Шеф кивнул в сторону «замнача»:
– А это пусть виновник сам и расскажет.
Но Виталий не принял предложенной ему эстафеты и переложил эту «непосильную» ношу рассказа на плечи Бойко, который только того и ждал и, оправдывая свою фамилию, бойко и с упоением продолжил свое повествование:
– Мы с Витей, когда ориентировку изучали, то еще подумали, что раз этот американец наш земляк, то у нас и может околачиваться. Пошутили еще насчет возможного вознаграждения от американцев в случае поимки этого любителя банков, – все присутствующие в этом месте насмешливо хмыкнули, – но, честно говоря, серьезного значения ориентировке не придали. Как-то не верилось, что этот техасский ковбой прибудет в нашу тишь да благодать!.. Но… как-то раз, – Ваня придал своему голосу должную значимость, – зашел я с девушкой в бар «Магнолия»…

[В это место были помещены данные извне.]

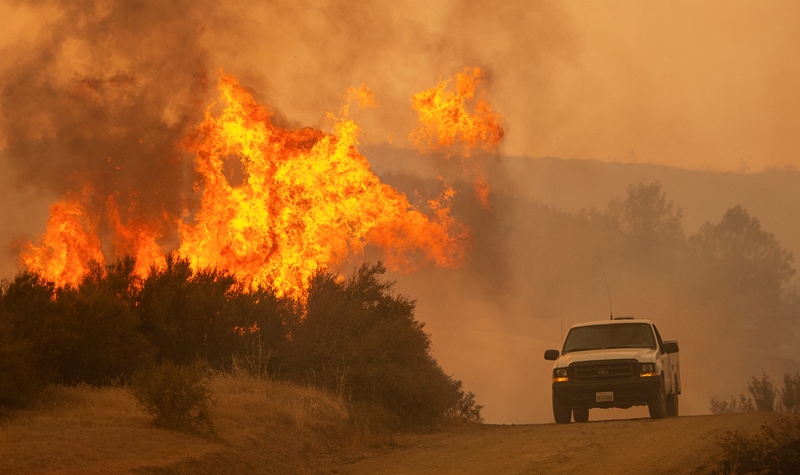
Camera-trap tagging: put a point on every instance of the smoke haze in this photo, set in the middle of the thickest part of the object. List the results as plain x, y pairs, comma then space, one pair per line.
106, 91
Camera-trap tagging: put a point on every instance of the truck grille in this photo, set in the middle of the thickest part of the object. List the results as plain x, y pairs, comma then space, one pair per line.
597, 371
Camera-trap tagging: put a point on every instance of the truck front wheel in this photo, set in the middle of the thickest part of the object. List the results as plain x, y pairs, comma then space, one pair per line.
658, 405
580, 414
561, 412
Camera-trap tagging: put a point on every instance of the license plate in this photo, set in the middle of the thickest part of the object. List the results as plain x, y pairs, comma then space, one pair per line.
604, 396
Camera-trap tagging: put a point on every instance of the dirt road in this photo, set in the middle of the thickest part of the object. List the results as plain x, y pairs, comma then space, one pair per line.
633, 446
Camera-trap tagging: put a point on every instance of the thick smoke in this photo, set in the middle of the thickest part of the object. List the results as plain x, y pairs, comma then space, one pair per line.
105, 92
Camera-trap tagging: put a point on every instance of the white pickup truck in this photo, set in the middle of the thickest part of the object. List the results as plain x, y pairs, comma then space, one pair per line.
621, 363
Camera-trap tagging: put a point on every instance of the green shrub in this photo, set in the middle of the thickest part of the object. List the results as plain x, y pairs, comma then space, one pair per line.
178, 396
361, 340
373, 425
774, 449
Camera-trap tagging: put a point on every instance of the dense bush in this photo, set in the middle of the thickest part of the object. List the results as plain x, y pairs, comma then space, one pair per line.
763, 397
774, 449
177, 396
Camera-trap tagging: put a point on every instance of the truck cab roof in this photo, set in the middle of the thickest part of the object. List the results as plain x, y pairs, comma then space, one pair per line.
616, 321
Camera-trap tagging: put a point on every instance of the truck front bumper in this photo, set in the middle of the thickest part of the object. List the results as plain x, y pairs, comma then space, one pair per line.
635, 392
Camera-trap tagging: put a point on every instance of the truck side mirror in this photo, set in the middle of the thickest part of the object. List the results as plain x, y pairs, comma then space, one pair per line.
551, 355
671, 346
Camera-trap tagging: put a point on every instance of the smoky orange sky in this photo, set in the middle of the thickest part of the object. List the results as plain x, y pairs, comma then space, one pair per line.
110, 88
708, 84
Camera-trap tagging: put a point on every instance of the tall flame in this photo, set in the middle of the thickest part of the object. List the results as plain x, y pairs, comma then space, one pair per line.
276, 205
462, 115
307, 201
447, 116
70, 243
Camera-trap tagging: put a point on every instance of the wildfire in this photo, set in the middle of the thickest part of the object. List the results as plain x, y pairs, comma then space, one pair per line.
463, 115
308, 200
70, 243
445, 116
278, 204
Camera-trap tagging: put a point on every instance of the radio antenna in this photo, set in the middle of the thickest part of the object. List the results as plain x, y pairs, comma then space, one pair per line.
608, 289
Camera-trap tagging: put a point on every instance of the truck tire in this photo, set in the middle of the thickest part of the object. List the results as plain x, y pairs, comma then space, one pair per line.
658, 405
672, 404
561, 412
580, 414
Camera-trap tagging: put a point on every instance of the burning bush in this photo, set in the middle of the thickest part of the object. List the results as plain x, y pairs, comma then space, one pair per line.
352, 336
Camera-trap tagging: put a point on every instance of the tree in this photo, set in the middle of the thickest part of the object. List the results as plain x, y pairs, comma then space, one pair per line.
646, 217
747, 266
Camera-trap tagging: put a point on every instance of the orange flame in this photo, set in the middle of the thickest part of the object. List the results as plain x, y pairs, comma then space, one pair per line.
71, 241
301, 200
139, 238
481, 187
445, 116
463, 115
308, 200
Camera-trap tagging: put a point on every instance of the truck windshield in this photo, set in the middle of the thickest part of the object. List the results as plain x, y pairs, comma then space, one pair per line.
618, 335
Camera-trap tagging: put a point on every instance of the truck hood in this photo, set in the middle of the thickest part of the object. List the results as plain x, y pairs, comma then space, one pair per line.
643, 355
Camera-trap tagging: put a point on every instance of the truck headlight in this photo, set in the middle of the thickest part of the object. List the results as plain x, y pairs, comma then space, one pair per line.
560, 375
647, 370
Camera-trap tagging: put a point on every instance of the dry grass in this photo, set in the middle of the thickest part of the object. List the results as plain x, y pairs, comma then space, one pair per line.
263, 427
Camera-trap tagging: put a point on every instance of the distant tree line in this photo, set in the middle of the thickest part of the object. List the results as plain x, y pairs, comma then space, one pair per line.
353, 336
764, 396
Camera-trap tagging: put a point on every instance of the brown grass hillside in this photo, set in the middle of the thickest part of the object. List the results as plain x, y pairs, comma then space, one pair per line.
263, 427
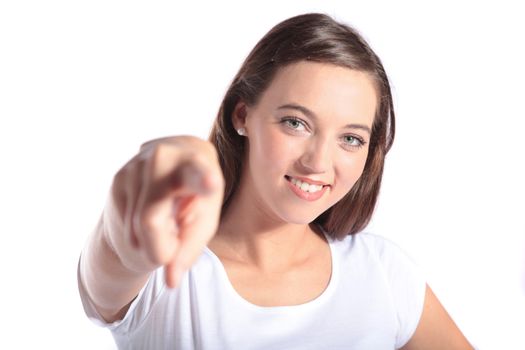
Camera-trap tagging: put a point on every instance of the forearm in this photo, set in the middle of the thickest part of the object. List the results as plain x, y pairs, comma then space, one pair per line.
109, 283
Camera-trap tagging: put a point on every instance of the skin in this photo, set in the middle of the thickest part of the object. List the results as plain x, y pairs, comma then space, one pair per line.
265, 237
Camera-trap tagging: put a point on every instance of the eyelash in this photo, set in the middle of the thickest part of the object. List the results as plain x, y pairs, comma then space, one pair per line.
288, 120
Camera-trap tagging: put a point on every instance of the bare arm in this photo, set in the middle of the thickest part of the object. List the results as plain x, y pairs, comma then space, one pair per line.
436, 330
163, 208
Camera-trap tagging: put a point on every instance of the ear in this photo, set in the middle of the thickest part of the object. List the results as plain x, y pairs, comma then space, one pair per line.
240, 112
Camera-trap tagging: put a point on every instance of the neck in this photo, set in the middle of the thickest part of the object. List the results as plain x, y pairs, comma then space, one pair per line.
253, 236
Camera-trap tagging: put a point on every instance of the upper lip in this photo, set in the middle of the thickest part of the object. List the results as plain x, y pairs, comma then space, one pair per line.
310, 181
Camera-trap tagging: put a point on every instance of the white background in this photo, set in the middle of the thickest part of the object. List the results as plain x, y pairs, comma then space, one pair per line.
83, 84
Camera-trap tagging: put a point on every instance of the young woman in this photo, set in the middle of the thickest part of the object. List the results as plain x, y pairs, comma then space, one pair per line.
252, 240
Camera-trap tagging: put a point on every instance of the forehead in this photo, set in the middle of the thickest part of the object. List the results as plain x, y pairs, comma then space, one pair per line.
326, 89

– Не раз, а много раз, и не с одной девушкой – уличил своего подчиненного «замнач».
– Но я же после работы, имею право, – не очень смело, но оправдывался Ваня. Видимо история с баром имела двойное дно, известное не всем присутствующим. Чтобы не уводить разговор в сторону, которая имела большое значение, но не столь актуальное, как история американского «Бонни-Клайда», «замнач» не стал спорить с Ваней, но посмотрел на него весьма сурово.
Ваня глаза отвел и продолжил:
– Так вот, в баре в окружении веселой компании я увидел лицо, которое мне показалось знакомым. Силился вспомнить, да все никак…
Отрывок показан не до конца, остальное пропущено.